Les militaires s’inquiètent de l’effet de ces mesures de rétorsion sur un pays confronté, en plus de la propagation jihadiste et des violences intercommunutaires, à une grave crise économique et sociale.
La Cédéao avait dit le 20 août dénier toute légitimité aux putschistes. Plusieurs organisations internationales, dont la Cédéao, l’Union africaine et l’Organisation internationale de la francophonie ont suspendu le Mali de leurs instances depuis le coup d’Etat.
Mais l’exigence initiale d’un retour au pouvoir de M. Keïta ne paraît plus à l’ordre du jour, et les analystes notent une inclination au pragmatisme chez les partenaires du Mali.

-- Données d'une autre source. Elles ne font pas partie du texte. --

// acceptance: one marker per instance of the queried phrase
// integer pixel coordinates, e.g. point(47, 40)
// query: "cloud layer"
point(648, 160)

– Missions de l’UE suspendues –
L’entrevue, présentée comme une prise de contact d’une heure environ, s’est déroulée dans les locaux de l’état-major du camp de Kati, à une quinzaine de kilomètres de Bamako, devenu le quartier général du nouveau pouvoir. Elle doit être suivie d’une autre, samedi, en présence du chef de la junte, le colonel Assimi Goïta, absent mercredi, selon des participants.
« Nous sommes disponibles pour accompagner ce processus » de transition, a affirmé Issa Kaou Djim, un proche de l’imam conservateur Mahmoud Dicko, figure la plus influente du M5. Pourtant, l’imam Dicko avait déclaré être résolu à retourner à sa mosquée et à quitter la scène politique, rappelle Tract.
Cette coalition hétéroclite, composée d’opposants politiques, de chefs religieux et de membres de la société civile, a mené, après les législatives contestées de mars-avril, une fronde sans précédent contre le président Keïta.
La junte a aligné ces derniers jours les prises de contact, non seulement avec les représentants de la société civile, mais avec les ambassadeurs des membres permanents du Conseil de sécurité de l’ONU, le commandant de la force française antijihadiste au Sahel Barkhane, ou encore le chef de la mission de l’ONU au Mali (Minusma), Mahamat Saleh Annadif.
Mercredi, l’UE a annoncé avoir suspendu « temporairement » ses missions de formation de l’armée et de la police au Mali « en raison des circonstances », selon le chef de la diplomatie européenne, Josep Borrell, à l’issue d’une réunion à Berlin des ministres européens de la Défense.
Selon des responsables européens, la Mission européenne de formation l’armée malienne (EUTM Mali) a entraîné environ 18.000 soldats au Mali depuis son lancement en février 2013.
Sous-équipée, mal formée et mal dirigée, l’armée malienne avait connu une débâcle face à des groupes armées, notamment jihadistes, qui ont occupé les deux-tiers du pays pendant plus de neuf mois en 2012-2013, avant d’être chassés par une intervention militaire internationale lancée par la France.